The Innocent Eye Test was originally owned by Artforum publisher and established art dealer Charles Cowles, then partially owned and promised to the Metropolitan Museum in 1988.  In 2009, collector Robert Wylde was shown the Mark Tansey painting at Cowles’ SoHo apartment, when Cowles was closing his Chelsea Gallery after 30 years.

Wylde, who lives in Monaco, purchased the Tansey through the Gagosian Gallery for $2.5 million on August 5th, 2009. In spring of 2010, a Gagosian lawyer contacted Wylde, when the gallery learned of the Metropolitan Museum’s partial ownership.

Gagosian Gallery is internationally renowned as a foremost art market institution, and rarely discloses transactions on the basis of client confidentiality and business discretion. Although this is not the first suit against the gallery – most recently, misidentified protester Ingrid Homberg filed after being removed from an Anselm Keifer show in February–the Tansey suit is uniquely sale-related.  Robert Wylde additionally contends that Gagosian Gallery canceled his Richard Prince sale when a higher offer was received.

Gagosian Gallery spokeswoman Virginia Coleman told the New York Times that Charles Cowles claimed clear title to the painting, and that, “the gallery acted in good faith.”

In lieu of the lawsuit, Cowles himself told the New York Times he considered the 2009 sale his mistake. He “didn’t think about” the Metropolitan Museum’s stake in the painting once it was returned from its initial showcase, and sold it through Gagosian in 2009 for financial reasons.

The Beverly Hills  Gagosian Gallery is set to show its latest Mark Tansey works in an upcoming exhibition from April 19th to May 28th.

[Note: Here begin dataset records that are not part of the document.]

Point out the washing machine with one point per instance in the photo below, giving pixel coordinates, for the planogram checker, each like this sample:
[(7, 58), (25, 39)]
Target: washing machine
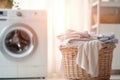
[(23, 44)]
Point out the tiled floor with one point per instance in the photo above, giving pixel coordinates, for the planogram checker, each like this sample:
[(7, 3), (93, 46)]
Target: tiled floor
[(113, 77)]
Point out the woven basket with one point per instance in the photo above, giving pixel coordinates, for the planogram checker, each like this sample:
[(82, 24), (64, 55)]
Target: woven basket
[(73, 72)]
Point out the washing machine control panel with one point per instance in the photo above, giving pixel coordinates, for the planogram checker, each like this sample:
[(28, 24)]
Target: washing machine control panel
[(19, 14), (3, 13)]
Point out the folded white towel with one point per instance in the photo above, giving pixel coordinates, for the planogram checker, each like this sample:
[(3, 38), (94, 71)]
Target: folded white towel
[(107, 35)]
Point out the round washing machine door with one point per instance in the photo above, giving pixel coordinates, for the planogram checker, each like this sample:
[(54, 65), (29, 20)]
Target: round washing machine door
[(18, 40)]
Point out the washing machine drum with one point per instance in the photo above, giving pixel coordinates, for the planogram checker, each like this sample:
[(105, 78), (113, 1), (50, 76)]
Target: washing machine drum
[(18, 40)]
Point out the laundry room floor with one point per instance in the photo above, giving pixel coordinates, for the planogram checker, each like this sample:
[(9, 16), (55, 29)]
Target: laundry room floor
[(113, 77)]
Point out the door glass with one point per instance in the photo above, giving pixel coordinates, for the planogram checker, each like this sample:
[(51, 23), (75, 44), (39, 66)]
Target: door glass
[(17, 41)]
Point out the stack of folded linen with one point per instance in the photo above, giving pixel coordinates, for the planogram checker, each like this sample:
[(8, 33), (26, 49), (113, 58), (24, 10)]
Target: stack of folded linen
[(72, 36), (107, 38)]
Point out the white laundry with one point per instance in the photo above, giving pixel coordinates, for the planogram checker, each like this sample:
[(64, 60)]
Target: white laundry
[(87, 57), (88, 49)]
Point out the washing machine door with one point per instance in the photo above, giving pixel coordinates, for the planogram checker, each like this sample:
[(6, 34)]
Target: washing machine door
[(18, 40)]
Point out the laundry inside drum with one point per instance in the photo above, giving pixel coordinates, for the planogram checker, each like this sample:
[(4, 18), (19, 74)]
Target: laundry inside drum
[(17, 41)]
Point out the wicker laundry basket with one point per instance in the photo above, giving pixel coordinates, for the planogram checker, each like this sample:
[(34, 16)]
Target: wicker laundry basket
[(73, 72)]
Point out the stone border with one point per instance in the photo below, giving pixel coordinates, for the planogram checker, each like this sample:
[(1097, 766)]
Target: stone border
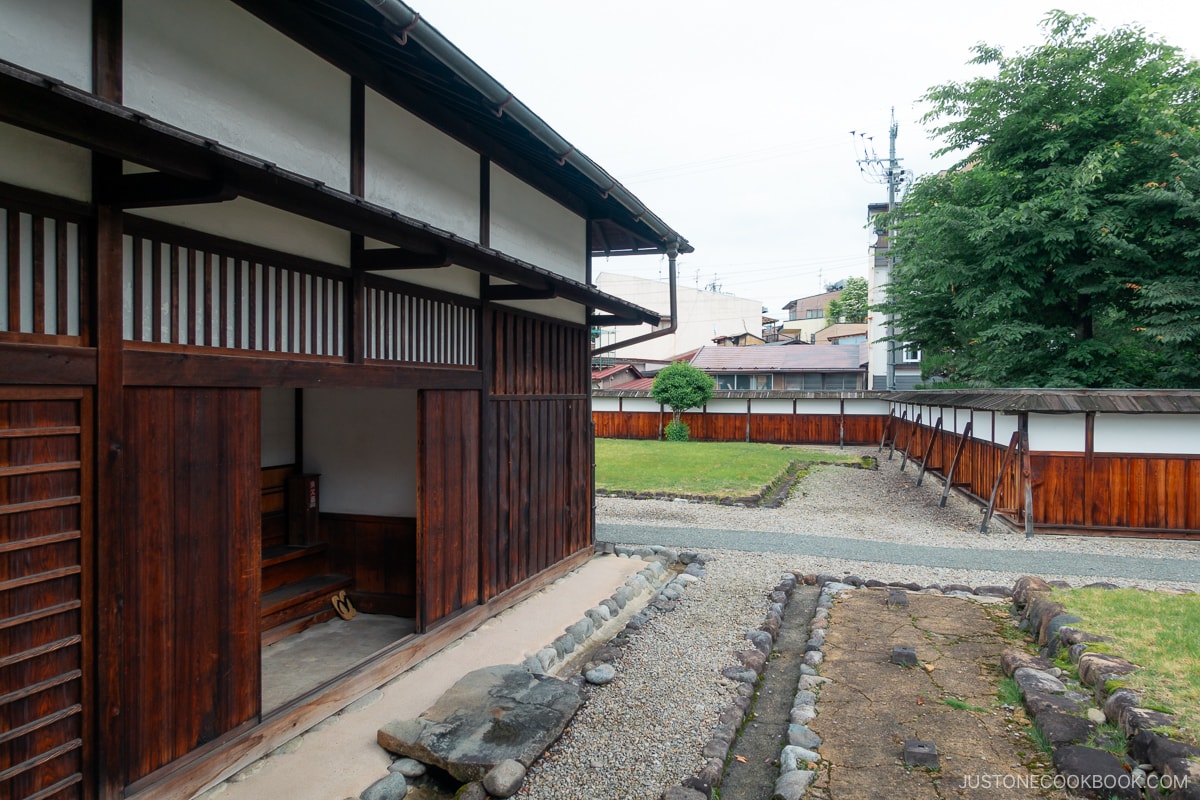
[(507, 777), (1068, 716)]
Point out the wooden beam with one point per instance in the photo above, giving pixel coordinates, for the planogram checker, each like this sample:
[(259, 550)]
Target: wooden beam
[(161, 367), (45, 364), (520, 293), (159, 190), (399, 258)]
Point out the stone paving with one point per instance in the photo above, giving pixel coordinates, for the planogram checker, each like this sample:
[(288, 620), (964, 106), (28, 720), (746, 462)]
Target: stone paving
[(873, 705)]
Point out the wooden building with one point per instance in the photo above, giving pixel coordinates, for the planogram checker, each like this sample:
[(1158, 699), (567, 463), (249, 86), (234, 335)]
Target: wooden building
[(294, 300)]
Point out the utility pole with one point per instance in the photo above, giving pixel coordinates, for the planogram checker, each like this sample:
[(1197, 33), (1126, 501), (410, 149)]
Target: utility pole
[(886, 170)]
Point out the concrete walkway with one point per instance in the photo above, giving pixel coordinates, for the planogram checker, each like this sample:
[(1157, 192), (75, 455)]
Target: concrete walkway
[(984, 557)]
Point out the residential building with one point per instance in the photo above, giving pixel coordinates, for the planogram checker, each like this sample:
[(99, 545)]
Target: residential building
[(294, 301), (702, 316), (807, 316), (816, 367)]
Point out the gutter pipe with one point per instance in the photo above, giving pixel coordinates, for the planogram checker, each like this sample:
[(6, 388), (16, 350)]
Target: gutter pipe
[(412, 26), (672, 326)]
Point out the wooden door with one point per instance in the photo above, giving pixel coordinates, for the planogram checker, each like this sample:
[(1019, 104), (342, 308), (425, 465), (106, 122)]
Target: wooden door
[(191, 661), (45, 540), (448, 504)]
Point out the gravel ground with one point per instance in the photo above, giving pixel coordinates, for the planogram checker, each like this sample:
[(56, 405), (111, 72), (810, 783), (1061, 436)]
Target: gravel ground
[(645, 731)]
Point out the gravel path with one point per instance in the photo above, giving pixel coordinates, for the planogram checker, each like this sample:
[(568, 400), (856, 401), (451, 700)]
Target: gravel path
[(645, 731)]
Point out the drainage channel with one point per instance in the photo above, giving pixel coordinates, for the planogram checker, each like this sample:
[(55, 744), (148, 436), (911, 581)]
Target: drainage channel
[(765, 732)]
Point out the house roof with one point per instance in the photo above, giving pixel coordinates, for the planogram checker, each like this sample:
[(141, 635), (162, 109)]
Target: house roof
[(357, 38), (407, 59), (815, 358), (1060, 401), (813, 301), (613, 370), (637, 384), (840, 329)]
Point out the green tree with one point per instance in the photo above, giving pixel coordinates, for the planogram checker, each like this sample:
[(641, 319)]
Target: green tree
[(682, 386), (852, 305), (1063, 250)]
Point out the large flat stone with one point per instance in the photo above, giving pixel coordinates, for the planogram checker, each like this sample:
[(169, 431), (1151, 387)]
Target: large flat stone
[(489, 716)]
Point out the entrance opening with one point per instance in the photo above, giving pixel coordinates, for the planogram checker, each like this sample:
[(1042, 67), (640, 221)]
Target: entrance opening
[(339, 534)]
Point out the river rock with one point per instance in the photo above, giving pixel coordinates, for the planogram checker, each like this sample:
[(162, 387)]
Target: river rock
[(1098, 775), (489, 716), (1035, 680)]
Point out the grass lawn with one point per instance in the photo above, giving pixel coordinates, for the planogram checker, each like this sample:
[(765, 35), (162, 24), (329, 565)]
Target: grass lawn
[(1156, 631), (715, 468)]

The gallery’s artist summary alludes to complex uncertainty, inviting the viewer to engage in the metaphorical aesthetic disorientation during exhibition..”

….and all this because my gallery catalogue arrived in today’s mail !!!

 

 

Author: jonathan5485

Just someone who is interested and loves art. I am neither an artist nor art historian but I am fascinated with the interpretaion and symbolism used in paintings and love to read about the life of the artists and their subjects.